Ertesi gün bir ruh gibi uyandı, sadece hazırlandı, kampüse gitti ve sınıfa girip yerine oturdu. Sonra yanına çok da muhatap olmadığı bir çocuk olan Chris geldi, ona selam verdi o da geri selam verdi. Şaşırmıştı çünkü şimdiye kadar onun hiç kendisiyle konuşmak için yanına geldiğini hatırlamıyordu ve bu nedenini anlayamadığı bir kaygıya yol açtı. Adrien ona neden yanına geldiğini sordu, Chris etrafını yokladı sanki birini arıyormuş gibi sonra bir şeyden emin olmuştu ki Adriena döndü ve Adriena yaklaştı ve Adrienı çok rahatsız eden o soruyu sordu "Lenayla çıktığınız doğru mu?" Adrien bunu duyunca şok oldu Lena ve o mu asla. Gülmek istedi, bunun bir şaka olduğunu umdu ama Chris hiç de öyle bakmıyordu. Nerden böyle bir şey çıkardığını sordu.
Ch:"Geçen gün onun peşinden koşuşturuyordun ve o sana sanki kavga etmişsiniz gibi trip atıyordu. Emin ol bu tribi iyi bili-"

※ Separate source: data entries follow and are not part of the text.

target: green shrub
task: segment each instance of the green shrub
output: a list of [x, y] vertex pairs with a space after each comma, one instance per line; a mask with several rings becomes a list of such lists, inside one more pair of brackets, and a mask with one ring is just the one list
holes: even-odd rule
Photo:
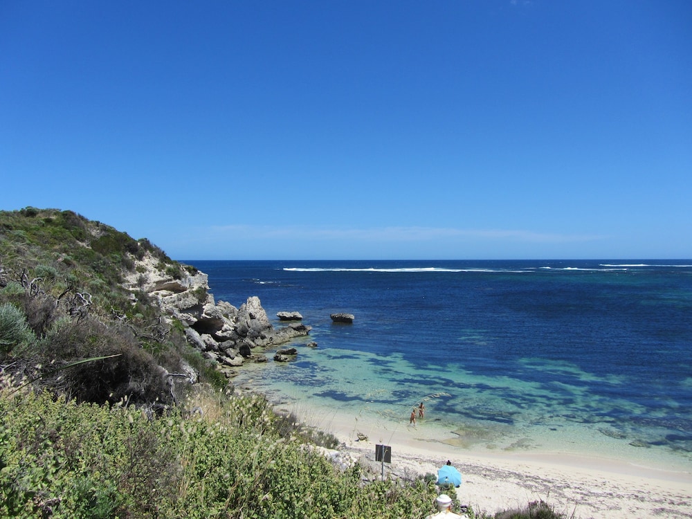
[[97, 356], [118, 355], [81, 364], [48, 381], [78, 401], [170, 402], [163, 372], [142, 349], [128, 329], [108, 327], [95, 320], [59, 321], [39, 343], [44, 364], [58, 366]]
[[30, 345], [35, 338], [19, 309], [10, 303], [0, 304], [0, 356]]

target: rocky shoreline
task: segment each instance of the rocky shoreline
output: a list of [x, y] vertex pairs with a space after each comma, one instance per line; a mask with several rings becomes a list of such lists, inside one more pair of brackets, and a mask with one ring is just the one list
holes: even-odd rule
[[[268, 360], [255, 353], [255, 348], [280, 345], [310, 333], [311, 327], [300, 322], [298, 312], [280, 312], [280, 320], [288, 324], [275, 328], [257, 296], [248, 298], [239, 307], [217, 302], [209, 292], [206, 274], [185, 266], [183, 271], [183, 275], [173, 275], [147, 255], [136, 262], [135, 273], [127, 277], [125, 286], [133, 298], [144, 292], [155, 299], [164, 318], [182, 323], [188, 341], [228, 377], [246, 363]], [[276, 360], [290, 359], [291, 354], [281, 354]]]

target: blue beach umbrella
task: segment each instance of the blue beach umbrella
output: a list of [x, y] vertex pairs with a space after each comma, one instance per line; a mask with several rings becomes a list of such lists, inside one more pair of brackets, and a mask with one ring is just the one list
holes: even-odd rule
[[459, 486], [461, 484], [462, 475], [451, 465], [445, 465], [437, 471], [437, 484]]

Ad:"İyi de bu şey olduğumuzu göstermez"
Ch:"Devamı da var, onu sakinleştirmek için onu sinemaya götüreceğini söyledin
Ad:" Bizi mi dinledin! Ve ayrıca evet ne olmuş öyle dediysem bu onu sevdiğimi göstermez"
Ch:"Ama onu geri kazanmaya çalıştın"
Ad:"Evet ama o yüzden değ-"
Ch:"Onu seviyorsun ve çıktığınız çok belli"
Ad:"Evet onu seviyorum ama bir arkadaştan fazla değil!"
Ch:"Hadi ama artık çok geç daha fazla saklayamazsınız herkes öğrendi"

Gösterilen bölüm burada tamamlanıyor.